What is the ROI of sponsoring a UK hockey team?

Say you are a title sponsor of a second tier team. 
You pay £30,000 a year to have your organisation to be affiliated with the team. You pay to have your logo co-exist with the team and probably have the logo on distribution outlets (Match day program, teams website, ice painting, rink boarding etc). 

So you've just paid £30,000 which could also be the salary of a new member of staff. 

The team you sponsor doesn't win a single trophy this season and come mid-table.

You aren't affiliated with winning. 

Now you are a small recycling company that only operates in one town. The appeal of the lucrative 'national coverage' doesn't really work for your company. 

The only real connection you have with the team is the cheque they cashed from your bank account. 

So, what's the appeal and attraction? What's the ROI?

Brand salience (recall) is argued as one of the major reasons why brands sponsor events, organisations and companies. In sports the major reason at the top level is to align a brand to a 'winner'. 

Nike isn't sponsoring the world #389 on the tennis circuit. They just aren't. 

The money you spent on the sponsorship could then be used instead to target via digital means your core customer. 

Or you could look towards the influencer market. 

Do UK hockey teams have an influence on the consumer day to day decisions? 

If Robert Dowd say's he uses 'X' product does that correlate to increase in sales for the brand of said product. 

So as a brand looking to invest my money I would evaluate my options. But, I would increase my expenditure in the sport. If they are held to metrics and KPI's.

I'd pay £50,000 as a car dealership. But, I would want the star players to work for me one day a month. I'd use this day to build up hype. 

I'm sure fans would rather buy their new car off their favourite player than a 'sleazy car salesman'. 

For £50,000 I may sell an extra 6-10 cars (1 day a month over the season). I then don't have to pay any commission as the sale was generated through the player (more profit). So my £50,000 outlay has already worked it's way back. 

Win. 

But, first Hockey has to want to do more. 

They have to work harder. 

Each rink board has to be filled. But, they have to provide upfront value first. 

Because, as a brand I have the key. I have the money they desperately need and the puck is firmly in my rink. 

ICE LESSONS: Work-Ethic

Work Ethic

noun

  1. the principle that hard work is intrinsically virtuous or worthy of reward.

Ever bag skated? 

So, this goes with a lot of sports but from my experience work-ethic is the one thing that is always noticed. You may see a player with unreal skills but you'll also notice their work ethic. You notice how hard or in some cases how they aren't working. 

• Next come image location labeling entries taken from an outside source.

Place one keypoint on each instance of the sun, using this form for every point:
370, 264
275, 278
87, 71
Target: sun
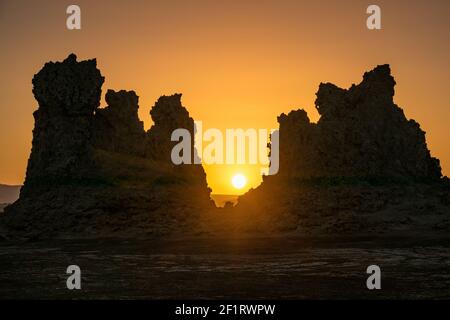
239, 181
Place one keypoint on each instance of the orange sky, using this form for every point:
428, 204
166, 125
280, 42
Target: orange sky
238, 63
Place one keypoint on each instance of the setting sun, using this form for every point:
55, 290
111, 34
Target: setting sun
239, 181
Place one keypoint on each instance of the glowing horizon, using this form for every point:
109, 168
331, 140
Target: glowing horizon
239, 64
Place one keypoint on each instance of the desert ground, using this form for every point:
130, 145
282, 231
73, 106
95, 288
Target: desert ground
239, 268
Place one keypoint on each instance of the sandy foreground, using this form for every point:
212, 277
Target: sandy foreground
257, 268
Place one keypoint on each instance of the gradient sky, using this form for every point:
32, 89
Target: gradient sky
238, 63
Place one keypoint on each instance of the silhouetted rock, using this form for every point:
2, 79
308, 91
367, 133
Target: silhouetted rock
361, 133
96, 172
68, 94
117, 127
363, 168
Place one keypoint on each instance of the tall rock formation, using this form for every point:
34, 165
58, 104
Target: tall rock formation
363, 168
361, 133
95, 172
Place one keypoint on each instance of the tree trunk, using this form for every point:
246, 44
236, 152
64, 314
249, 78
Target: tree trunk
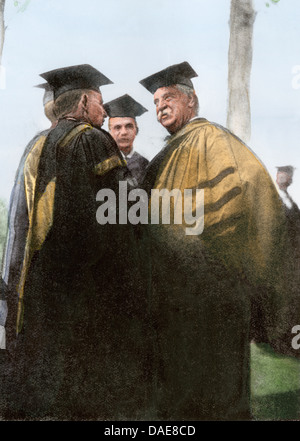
242, 17
2, 27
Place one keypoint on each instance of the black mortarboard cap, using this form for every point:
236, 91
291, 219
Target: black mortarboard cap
289, 169
81, 76
124, 106
48, 94
175, 74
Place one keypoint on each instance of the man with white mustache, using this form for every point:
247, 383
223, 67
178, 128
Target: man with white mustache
210, 291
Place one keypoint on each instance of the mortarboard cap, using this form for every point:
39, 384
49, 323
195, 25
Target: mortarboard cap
124, 106
48, 94
175, 74
289, 169
81, 76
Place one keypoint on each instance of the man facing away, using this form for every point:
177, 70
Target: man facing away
75, 337
123, 127
208, 282
18, 221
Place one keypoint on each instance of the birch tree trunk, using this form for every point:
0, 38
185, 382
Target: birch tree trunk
242, 17
2, 28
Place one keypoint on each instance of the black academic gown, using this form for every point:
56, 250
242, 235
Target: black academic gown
79, 352
137, 165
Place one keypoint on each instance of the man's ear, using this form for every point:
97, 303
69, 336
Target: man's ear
84, 101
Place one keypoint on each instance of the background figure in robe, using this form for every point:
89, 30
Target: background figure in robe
18, 221
123, 127
76, 345
206, 285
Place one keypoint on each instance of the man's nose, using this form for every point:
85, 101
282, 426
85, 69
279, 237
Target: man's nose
161, 105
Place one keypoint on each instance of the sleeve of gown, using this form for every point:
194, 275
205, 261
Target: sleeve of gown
91, 164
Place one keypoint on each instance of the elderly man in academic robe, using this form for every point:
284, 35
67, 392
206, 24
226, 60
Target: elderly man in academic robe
77, 337
210, 284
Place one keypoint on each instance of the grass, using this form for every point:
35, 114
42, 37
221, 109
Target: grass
275, 384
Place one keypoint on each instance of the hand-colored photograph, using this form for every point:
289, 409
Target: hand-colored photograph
150, 210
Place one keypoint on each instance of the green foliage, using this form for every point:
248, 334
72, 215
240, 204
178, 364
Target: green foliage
275, 384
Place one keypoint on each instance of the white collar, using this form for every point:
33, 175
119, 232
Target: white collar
129, 154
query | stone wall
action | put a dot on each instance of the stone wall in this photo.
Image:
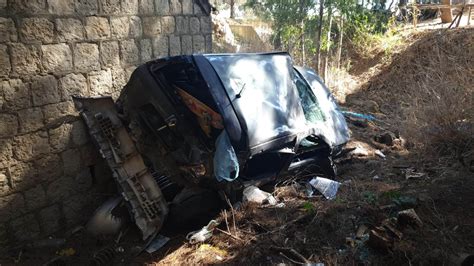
(51, 176)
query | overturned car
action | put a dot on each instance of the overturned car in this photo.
(187, 127)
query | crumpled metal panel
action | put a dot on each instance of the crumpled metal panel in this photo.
(139, 189)
(261, 89)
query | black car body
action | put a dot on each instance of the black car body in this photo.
(207, 120)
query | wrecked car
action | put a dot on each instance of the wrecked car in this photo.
(187, 127)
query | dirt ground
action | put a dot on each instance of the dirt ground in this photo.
(315, 230)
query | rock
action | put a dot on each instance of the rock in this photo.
(69, 29)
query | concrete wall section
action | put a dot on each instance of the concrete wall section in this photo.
(51, 176)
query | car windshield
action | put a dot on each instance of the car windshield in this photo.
(309, 102)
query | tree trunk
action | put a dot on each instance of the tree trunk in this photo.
(329, 44)
(232, 11)
(303, 52)
(318, 36)
(341, 33)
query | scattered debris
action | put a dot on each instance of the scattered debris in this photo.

From my time in Hockey very early on we had two Junior coaches that spring to mind that instilled hard work: Fred Perlini and Barry Russell. Fred played in the NHL for the Leafs and Barry is a very successful lawyer. Both Canadian roots and both fascinating hockey brains. But, they instilled hard work from the get-go. 

One hard lap. 

After each drill, we'd whistle down and the coach would call a hard lap. Some coaches do this just as routine, but back then they watched who was and who wasn't skating hard. If one person didn't skate hard the whole team was going again. 

This happened every practice. This translated into the rest of the drills and lead to on-ice success. It was the work-ethic instilled. 

In hockey there is no easy victories. The game demands a lot. But, every night you must bring your work-ethic. You can't go through the motions. You get found out. 

There's no place to hide on the ice. In business you can sometimes coast due to the size and nature of the organisation. But, in hockey you can't. The only time you are hiding is if you are on the bench or a healthy scratch.

So, the value and rewards for work-ethic are there to be seen. 

The worst thing in the world for a hockey player is to be described as lazy. 

Because, the lazy players are the first to get cut.